We have received the sad news of the death of Australian crane veteran Bob Parker who finally succumbed to cancer Wednesday 6th May, after a long illness, he was 83.
Parker spent a lifetime in the crane industry, starting out as a rigger with Maros Constructions, becoming a crane operator, a job estimator and then manager of the company’s Queensland operations. He later moved to the crane division of Brambles.
He was a key player in the formation of a crane hire association of Queensland and was on the organising committee for the first national crane conference, held at the Broadbeach Hotel on the Gold Coast in 1979 which saw the launch of Crane Industry Council of Australia – CICA - as a national crane rental association. He served as the state and national president of the association and sat on various committees over the years.
His contribution to the industry was recognised in 1994 when he was named an CICA honorary Life Member.

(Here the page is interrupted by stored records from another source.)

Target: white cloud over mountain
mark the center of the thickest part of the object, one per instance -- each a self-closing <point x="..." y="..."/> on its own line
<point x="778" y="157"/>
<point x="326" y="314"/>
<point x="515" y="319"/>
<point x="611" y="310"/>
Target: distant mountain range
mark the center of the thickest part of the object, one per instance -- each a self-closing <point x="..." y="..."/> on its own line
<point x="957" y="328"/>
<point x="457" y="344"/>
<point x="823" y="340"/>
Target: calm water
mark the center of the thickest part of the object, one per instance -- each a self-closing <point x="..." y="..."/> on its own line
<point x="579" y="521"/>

Then in 1999 he received the Con Popov memorial award which recognises an outstanding contribution by an individual to the crane industry over a considerable time period.
In his acceptance speech for that award he was asked for his views on the crane industry and where it should be heading. His points included: His belief that the industry “failed to mature sufficiently to benefit from the changing climate of self-regulation in the late 1980s and 1990s, covering areas such as safety, employment and the general business climate, leaving responsible players with a dilemma of how to respond to rate cutters and overloaders.”
He said that with states finally showing a willingness to investigate and prosecute, rather than maintain the previous hands off approach until a serious accident occurred, meant that the days of the rate cutters and overloaders were numbered. However he also believed that while the industry had become more efficient and cost effective, its safety record was not particularly good and was costly to the individuals and companies involved, as well as to the community at large.
He thought that “the industry should support moves to shake out the ‘corner cutters’, rather than hide from such measures and that crane associations needed to consider who they represent, and help raise the profile of the crane hire industry, otherwise crane users would seek safer, more productive alternatives.
He leaves behind his wife of 55 years Betty who said: “he loved cranes, but his love of family always shone through”, also his children Jody and Samantha and six grandchildren.